Digital Catapult announces new IoT regional partners

Posted on 1 Dec 2017 by Jonny Williamson

Digital Catapult announced its partners in establishing Low Power Wide Area Networks (LPWAN) in three locations across the UK, following competitive Open Call.

The first Digital Catapult Centre opened in London in November 2014 - image courtesy of Digital Catapult.
The first Digital Catapult Centre opened in London in November 2014 – image courtesy of Digital Catapult.

Sunderland Software City, Ulster University and Amphy Ltd. have been awarded funding, as part of the Catapult’s Things Connected programme, to establish infrastructure for IoT development.

The three networks in the North East & Tees Valley, Northern Ireland and Bournemouth respectively, will expand upon Digital Catapult’s existing network in London and will be free to use for experimentation and prototyping, with associated SME innovation programmes.

Partnerships were awarded following a competitive Open Call, whereby consortia submitted their plans for IoT testing and development through varied initiatives across the private and public sectors.

From remote healthcare and wellness monitoring, to improving efficiency in the manufacturing sector, connected technologies will enable regions to better meet local business challenges and drive economic growth.

Dr Jeremy Silver, CEO at Digital Catapult, explains: “With 25% of IoT services expected to be delivered over LPWAN by 2025, failure to establish an accessible network could dull the UK’s competitive edge.

“The Things Connected programme aims to counter this threat by supporting the development of IoT, placing the UK in a better position to grasp a sizable chunk of this multitrillion-dollar global market.

“Its regional roll-out will democratise resulting economic growth, ensuring that businesses across the country reap the day-to-day rewards this technology offers.”

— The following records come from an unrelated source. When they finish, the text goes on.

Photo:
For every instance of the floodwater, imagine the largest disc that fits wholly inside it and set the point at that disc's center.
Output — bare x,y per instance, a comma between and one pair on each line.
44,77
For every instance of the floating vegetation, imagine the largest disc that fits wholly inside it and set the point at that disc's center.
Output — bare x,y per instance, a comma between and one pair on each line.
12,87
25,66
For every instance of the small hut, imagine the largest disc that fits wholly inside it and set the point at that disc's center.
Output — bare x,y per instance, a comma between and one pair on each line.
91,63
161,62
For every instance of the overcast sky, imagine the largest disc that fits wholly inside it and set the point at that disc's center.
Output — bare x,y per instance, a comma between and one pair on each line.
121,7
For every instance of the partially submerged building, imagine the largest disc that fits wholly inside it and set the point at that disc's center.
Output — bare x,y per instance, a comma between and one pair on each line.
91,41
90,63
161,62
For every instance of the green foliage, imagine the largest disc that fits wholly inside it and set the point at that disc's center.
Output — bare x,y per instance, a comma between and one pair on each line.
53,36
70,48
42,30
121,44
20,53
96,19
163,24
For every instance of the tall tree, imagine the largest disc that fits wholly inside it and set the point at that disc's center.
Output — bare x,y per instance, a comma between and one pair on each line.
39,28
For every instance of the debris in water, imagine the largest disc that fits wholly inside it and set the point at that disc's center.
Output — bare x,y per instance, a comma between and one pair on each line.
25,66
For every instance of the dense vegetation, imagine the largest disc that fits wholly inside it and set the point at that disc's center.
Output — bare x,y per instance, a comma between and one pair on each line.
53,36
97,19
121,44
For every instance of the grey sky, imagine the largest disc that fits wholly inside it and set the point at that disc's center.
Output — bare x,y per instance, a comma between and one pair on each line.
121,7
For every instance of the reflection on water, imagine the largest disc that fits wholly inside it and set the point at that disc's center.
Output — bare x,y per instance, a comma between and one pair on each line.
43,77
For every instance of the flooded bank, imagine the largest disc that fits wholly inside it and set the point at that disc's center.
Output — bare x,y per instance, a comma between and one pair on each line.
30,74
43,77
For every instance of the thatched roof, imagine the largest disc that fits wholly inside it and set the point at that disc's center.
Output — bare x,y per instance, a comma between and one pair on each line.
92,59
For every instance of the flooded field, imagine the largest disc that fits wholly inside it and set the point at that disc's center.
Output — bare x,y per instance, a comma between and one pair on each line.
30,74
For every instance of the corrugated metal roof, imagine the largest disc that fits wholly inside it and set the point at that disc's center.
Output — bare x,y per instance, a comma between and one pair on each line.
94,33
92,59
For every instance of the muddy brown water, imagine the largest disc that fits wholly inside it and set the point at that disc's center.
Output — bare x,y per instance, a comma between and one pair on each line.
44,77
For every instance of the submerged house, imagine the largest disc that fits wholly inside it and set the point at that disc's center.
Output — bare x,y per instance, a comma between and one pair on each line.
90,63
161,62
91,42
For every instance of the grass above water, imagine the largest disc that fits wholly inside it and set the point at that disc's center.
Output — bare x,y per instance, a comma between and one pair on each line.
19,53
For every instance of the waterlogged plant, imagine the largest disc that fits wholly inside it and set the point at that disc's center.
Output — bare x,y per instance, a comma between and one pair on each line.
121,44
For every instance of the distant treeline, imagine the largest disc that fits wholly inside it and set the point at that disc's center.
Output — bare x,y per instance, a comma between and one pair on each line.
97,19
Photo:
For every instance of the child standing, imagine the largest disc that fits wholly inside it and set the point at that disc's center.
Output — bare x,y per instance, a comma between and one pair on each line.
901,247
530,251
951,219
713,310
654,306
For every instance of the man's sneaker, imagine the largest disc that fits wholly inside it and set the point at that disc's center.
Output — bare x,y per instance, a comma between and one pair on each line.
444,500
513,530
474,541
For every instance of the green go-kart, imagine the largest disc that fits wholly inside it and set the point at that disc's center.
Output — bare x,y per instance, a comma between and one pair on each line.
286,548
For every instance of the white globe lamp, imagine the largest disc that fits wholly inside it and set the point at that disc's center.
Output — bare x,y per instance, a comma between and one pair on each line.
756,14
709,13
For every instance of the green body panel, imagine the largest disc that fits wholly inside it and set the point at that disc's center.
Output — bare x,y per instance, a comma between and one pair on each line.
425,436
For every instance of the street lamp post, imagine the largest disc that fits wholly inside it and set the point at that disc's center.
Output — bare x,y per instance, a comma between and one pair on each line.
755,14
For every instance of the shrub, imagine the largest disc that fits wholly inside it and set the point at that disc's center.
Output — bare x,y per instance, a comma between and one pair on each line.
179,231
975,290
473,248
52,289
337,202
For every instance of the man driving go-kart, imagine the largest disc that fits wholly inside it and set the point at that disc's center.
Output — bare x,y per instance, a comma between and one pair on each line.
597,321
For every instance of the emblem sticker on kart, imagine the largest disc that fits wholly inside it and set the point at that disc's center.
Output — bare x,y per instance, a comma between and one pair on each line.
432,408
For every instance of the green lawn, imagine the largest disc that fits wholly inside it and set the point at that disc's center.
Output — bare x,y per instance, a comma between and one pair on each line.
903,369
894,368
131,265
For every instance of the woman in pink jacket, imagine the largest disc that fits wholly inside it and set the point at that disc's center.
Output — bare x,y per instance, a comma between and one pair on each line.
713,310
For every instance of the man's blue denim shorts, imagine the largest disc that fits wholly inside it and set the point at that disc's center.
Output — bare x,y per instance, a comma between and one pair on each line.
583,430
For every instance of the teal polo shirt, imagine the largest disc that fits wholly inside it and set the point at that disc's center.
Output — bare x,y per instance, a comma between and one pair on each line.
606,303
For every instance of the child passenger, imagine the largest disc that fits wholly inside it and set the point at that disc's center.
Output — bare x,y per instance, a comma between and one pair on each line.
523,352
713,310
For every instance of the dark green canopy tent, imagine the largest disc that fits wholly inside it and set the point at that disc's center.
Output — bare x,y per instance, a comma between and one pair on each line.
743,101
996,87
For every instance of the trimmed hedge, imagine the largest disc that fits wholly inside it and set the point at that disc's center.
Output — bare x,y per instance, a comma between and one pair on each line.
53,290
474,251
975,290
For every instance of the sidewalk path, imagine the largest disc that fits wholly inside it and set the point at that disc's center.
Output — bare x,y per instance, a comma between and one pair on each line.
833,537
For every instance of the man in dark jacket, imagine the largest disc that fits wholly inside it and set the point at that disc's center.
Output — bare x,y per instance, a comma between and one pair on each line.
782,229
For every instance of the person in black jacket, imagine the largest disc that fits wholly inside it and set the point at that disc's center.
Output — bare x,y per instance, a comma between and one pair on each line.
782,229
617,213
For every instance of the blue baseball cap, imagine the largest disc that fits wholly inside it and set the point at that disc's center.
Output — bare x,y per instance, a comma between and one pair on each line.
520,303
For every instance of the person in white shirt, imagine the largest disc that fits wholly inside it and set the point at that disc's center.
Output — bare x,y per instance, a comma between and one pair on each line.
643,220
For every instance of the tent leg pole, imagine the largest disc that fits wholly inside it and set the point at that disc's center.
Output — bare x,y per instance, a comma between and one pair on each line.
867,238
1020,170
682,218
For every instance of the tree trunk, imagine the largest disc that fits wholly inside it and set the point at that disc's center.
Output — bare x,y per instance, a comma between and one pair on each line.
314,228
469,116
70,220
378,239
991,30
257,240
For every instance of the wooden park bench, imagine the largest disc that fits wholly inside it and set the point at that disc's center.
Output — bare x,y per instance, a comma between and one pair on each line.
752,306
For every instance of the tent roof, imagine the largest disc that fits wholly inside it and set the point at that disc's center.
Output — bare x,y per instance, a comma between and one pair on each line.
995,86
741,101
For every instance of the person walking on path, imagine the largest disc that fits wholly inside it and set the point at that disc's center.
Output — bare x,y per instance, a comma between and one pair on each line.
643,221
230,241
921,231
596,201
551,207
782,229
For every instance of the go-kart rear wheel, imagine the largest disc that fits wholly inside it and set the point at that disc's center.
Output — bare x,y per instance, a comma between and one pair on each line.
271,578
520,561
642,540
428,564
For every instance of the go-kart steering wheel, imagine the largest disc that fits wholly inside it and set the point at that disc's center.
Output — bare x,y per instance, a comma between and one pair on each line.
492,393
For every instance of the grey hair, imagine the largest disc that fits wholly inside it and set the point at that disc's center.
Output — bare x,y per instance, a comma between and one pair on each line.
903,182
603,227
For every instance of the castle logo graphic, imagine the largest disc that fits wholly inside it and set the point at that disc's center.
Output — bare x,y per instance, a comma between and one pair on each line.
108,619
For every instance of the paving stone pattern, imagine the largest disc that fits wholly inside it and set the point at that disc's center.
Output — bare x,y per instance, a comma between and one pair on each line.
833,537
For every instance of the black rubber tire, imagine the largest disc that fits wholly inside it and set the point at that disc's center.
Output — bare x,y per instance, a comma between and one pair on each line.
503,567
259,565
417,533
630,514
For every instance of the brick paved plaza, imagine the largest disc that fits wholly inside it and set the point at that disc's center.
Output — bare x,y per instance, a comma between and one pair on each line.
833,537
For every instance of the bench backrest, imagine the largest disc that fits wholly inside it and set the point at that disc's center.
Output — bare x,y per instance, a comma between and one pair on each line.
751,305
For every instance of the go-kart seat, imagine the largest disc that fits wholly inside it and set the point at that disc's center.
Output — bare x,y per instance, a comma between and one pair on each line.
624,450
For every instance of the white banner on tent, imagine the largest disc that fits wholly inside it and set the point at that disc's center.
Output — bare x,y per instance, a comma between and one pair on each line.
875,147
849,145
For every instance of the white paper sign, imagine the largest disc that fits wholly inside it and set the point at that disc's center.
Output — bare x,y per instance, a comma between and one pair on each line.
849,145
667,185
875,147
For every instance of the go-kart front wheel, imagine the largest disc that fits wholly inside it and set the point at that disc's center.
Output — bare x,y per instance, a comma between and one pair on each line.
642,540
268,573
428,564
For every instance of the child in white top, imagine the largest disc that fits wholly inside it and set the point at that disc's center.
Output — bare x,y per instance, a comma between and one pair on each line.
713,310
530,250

  • Sunderland Software City will employ the network to develop smart water metering, streamline supply chain logistics and improve rail infrastructure.
  • Ulster University will drive efficiencies in healthcare service provision and manufacturing distribution. It will also use connected sensors to better understand tourism patterns.
  • Amphy is working with WND UK to develop smart street barriers that will improve safety and monitoring systems for landslides, which it hopes to export to other vulnerable areas.

Partners were selected for the programme based on the range of potential IoT applications they presented and their commitment to driving IoT development for the benefit of local businesses. Geography was also a factor.

Sunderland, Ulster and Bournemouth have diverse topography, which will be assessed during the programme for its impact on Network success. This can then factor into future plans for network development.

Silver comments: “IoT is set to revolutionise British business. Businesses using LPWAN-based IoT stand to benefit from low-cost connected tracking and monitoring capabilities, driving significant efficiencies.

“LPWAN technology is particularly suited to fundamental, low-data IoT requirements – connecting devices that send small amounts of data over a long range, using very little battery life.”